With enough funds on hand, pay per click (PPC) campaigns can be an excellent way to accelerate the performance and growth of your company, helping to generate increased traffic, amp up conversions and ultimately, significantly add to your bottom line.
You may think that this is only the case if you have enough free capital to spend on your advertising, and without that cash — that you could be left out in the dust.
Of course, the more money you have to invest into certain aspects of your digital marketing strategy, the better. But here’s the thing, you can actually run a very effective PPC campaign on a lower budget, as long as you are running the campaign realistically from a financial perspective in accordance with how your business operates and your marketing goals.
And you can absolutely maximize your results on a lower budget. In this article, we will reveal some of our best tips and tricks for doing just that —— making the most of a lower PPC budget, while still yielding powerful results!
How Do You Choose the Right-Sized Budget for Your PPC Campaign?
Before we get into what those strategies exactly are, let’s discuss a little bit about how to determine what the right budget is for your PPC campaign. After all, everyone always wants to know exactly what their budget should be for their PPC campaigns.
The answer is that there is no one one answer and it is definitely not a one-size-fits-all type of situation. There are just too many factors to consider when it comes to figuring out your budget that makes this a very individualized decision based on the particular needs and goals of your company.
However, identifying the right-sized budget of your PPC campaign for your business is a different story.
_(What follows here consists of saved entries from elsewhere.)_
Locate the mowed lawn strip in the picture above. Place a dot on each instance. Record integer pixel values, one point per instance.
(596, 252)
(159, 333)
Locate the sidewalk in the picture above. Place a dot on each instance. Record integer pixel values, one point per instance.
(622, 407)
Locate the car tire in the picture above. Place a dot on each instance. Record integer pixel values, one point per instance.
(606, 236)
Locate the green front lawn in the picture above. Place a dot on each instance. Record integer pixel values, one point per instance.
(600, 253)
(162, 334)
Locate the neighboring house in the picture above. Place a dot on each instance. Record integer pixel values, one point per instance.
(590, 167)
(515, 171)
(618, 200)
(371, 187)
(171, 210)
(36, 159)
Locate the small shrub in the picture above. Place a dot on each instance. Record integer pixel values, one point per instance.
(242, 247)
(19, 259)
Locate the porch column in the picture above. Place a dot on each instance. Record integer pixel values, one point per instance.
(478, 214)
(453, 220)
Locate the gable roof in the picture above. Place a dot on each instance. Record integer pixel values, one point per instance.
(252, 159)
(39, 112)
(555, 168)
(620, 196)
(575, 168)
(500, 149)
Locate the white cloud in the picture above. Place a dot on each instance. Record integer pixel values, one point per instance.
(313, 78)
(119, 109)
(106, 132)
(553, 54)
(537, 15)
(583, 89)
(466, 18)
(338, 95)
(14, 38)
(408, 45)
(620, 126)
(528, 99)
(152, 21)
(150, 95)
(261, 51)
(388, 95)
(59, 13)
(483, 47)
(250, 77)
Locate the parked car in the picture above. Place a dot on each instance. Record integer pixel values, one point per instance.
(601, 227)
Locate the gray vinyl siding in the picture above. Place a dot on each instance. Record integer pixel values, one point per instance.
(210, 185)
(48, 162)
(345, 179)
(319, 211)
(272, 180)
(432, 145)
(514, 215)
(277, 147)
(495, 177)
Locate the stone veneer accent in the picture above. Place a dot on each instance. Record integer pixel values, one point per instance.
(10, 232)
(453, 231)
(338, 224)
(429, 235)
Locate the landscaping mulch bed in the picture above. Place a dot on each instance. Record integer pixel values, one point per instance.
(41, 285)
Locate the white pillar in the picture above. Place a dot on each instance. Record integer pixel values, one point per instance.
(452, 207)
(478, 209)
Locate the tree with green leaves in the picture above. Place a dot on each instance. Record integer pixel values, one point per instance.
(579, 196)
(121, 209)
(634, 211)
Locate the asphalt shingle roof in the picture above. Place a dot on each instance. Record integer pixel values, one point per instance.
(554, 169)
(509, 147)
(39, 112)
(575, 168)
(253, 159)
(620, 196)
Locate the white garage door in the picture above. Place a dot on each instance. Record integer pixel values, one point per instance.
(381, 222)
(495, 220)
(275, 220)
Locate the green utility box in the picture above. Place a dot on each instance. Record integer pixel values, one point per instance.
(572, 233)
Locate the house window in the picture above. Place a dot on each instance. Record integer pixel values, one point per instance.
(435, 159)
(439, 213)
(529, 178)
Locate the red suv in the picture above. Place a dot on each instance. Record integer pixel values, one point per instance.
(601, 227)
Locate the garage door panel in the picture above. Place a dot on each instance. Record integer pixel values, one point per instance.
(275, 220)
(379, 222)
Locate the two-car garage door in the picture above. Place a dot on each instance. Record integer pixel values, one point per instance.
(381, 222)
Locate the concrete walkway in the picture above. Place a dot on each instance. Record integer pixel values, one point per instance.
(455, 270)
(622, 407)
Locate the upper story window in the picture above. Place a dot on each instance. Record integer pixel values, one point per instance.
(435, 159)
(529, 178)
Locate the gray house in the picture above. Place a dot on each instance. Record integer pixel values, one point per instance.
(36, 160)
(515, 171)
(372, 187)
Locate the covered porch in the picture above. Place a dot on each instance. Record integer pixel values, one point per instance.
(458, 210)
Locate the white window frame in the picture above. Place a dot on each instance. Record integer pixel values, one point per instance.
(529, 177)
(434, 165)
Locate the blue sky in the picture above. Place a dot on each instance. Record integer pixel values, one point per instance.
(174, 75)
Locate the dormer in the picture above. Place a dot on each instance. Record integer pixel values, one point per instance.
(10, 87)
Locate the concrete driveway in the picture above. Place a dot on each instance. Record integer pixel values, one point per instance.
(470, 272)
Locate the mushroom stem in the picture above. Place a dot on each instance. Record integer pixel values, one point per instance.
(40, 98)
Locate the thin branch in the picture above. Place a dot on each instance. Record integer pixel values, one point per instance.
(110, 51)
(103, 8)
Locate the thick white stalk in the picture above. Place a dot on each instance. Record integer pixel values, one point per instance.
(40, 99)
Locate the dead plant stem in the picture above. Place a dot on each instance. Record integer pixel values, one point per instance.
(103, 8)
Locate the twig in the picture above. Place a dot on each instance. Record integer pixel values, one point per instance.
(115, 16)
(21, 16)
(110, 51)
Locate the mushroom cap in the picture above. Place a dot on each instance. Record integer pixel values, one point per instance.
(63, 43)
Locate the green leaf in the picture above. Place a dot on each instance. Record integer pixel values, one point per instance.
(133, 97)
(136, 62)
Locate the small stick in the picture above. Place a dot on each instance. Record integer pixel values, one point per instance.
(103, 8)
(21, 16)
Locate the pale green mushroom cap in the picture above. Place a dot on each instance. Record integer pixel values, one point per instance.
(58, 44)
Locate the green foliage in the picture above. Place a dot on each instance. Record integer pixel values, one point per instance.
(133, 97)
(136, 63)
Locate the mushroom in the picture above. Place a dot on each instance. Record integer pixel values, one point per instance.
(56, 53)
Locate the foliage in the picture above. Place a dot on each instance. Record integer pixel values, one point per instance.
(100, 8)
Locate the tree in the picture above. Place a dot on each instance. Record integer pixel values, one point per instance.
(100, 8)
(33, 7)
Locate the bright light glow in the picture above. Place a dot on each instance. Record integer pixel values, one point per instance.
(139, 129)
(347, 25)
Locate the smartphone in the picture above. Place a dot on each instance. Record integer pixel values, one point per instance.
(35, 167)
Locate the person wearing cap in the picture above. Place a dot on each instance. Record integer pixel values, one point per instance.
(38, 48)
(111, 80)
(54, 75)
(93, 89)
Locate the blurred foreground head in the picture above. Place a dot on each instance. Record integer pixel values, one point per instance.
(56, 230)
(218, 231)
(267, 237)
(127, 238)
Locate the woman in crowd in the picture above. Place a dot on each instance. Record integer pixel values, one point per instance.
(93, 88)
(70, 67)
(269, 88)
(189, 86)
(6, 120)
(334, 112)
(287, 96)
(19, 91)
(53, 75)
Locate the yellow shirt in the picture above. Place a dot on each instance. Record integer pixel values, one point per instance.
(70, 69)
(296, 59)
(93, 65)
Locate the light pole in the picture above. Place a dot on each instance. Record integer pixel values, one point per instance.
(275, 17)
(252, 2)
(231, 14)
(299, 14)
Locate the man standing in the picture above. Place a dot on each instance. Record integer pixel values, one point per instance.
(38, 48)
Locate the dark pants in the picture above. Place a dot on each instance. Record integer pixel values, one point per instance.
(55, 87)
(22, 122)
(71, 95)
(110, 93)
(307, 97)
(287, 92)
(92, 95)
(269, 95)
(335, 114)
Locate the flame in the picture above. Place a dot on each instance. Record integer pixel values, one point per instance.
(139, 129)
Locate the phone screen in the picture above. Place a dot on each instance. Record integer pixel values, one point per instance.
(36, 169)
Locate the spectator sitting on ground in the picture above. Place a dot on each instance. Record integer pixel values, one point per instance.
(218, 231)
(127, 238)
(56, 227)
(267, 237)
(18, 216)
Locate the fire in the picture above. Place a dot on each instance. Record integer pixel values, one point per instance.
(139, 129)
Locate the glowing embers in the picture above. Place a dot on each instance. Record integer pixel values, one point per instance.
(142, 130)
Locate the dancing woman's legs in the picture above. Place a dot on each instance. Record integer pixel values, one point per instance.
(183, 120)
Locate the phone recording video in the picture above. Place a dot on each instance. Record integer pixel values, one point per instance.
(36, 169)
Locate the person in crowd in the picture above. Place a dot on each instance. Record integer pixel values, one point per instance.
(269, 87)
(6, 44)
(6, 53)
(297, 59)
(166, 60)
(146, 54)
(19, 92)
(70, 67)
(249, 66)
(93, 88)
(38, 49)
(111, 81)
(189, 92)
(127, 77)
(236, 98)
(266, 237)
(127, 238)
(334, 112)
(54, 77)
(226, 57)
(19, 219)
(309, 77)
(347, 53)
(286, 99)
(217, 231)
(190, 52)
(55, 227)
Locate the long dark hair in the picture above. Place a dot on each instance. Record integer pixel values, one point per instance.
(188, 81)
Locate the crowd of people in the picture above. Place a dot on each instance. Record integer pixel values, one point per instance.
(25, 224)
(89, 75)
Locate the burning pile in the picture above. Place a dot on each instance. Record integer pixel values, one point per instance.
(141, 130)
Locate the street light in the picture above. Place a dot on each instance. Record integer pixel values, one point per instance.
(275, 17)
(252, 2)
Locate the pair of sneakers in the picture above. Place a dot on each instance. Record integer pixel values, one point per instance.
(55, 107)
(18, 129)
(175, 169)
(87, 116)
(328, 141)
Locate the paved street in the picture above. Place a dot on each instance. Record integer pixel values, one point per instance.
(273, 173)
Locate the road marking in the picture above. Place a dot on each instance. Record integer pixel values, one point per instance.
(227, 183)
The idea here is that you want to be working with a budget that is realistic in terms of how your company operates and makes money and the attainable goals you wish to reach with your PPC campaign. Therefore, in trying to determine what size budget you will need, it is important to assess your finances, and have a good understanding of the revenue coming in as well as the expenses coming out to identify how much free capital you really have to put towards your PPC campaign budget.
And then, you have to maintain a realistic perspective as you run the campaign and give your business enough time to make it through a sale cycle to be able to determine the efficacy of your PPC campaign strategy. Companies can dramatically differ in how long their typical sales cycle is. For instance, a company in the consumer sector selling a health and wellness product on various e-commerce marketplaces will likely have a comparatively much shorter sales cycle with a much smaller return on investment than say, a B2B company selling a heavy-duty, complex digital solution in which it takes months to close the deal, but each contract is worth six figures and above. Therefore, you have to stay in the game long enough, and can’t get out just because you don’t see results right away. You may have to stay at it, plugging away for months until your type of business can realistically begin to see results from your efforts in PPC.
Ok, so let’s now take a look at some of our top strategies for maximizing your results from a lower PPC campaign budget.
Strategies for Getting the Most Out of a Lower PPC Budget
Set out to reach realistic goals
When it comes to any facet of digital marketing strategy for your business, it is important to hone in on clear, succinct, and realistic goals that your company expects to achieve through implementing your strategy. So, in terms of your PPC budget, you should plan accordingly beforehand to determine what your goals are for your business, and figure out how much you will need to invest in your PPC strategy to reach those goals, without going over budget or selling your company short.
Strategically distribute your budget to improve your CPA
In order to devise an effective PPC budget and strategy, it is important to reach for a cost-effective CPA (cost-per-action). You, of course, want your cost per action to be lower to help yield a better ROI for your business. To lower your CPA, you need to therefore, increase your conversion rate (CVR) while reducing your cost per click (CPC). In order to do this, you have to be very strategic about how you are prioritizing your budget for PPC. This could mean for example, concentrating your funds on the best performing ads to maximize your results.
Conduct effective keyword research
Keywords are of course integral to many aspects of your digital marketing strategy. It is important to zero in on the best, attainable keywords to reach your audience and generate higher traffic to your site. Your list of keywords should have both popular, more generalized keywords that will widely appeal to your audience, as well as long tail keywords that help you focus on more targeted sub-sections of your audience. After you have selected your keywords, you then have to monitor them to make sure you are allocating your budget for those keywords effectively and adjust as needed to ensure you get the best results from your PPC campaigns.
Increase the relevance of your ads to your audience with more specific targeting
It is important that your ads resonate with your audience, and in order to do so they need to have relevance to that particular section of your audience. You can use geo-targeting to focus your campaign on a specific geographic location your audience is in to encourage stronger conversions in that area. This can help you more strategically and wisely use your PPC budget, enabling you to make the most of your funds by concentrating on one specific area of your audience rather than potentially wasting money, trying to appeal to your audience on a more global level.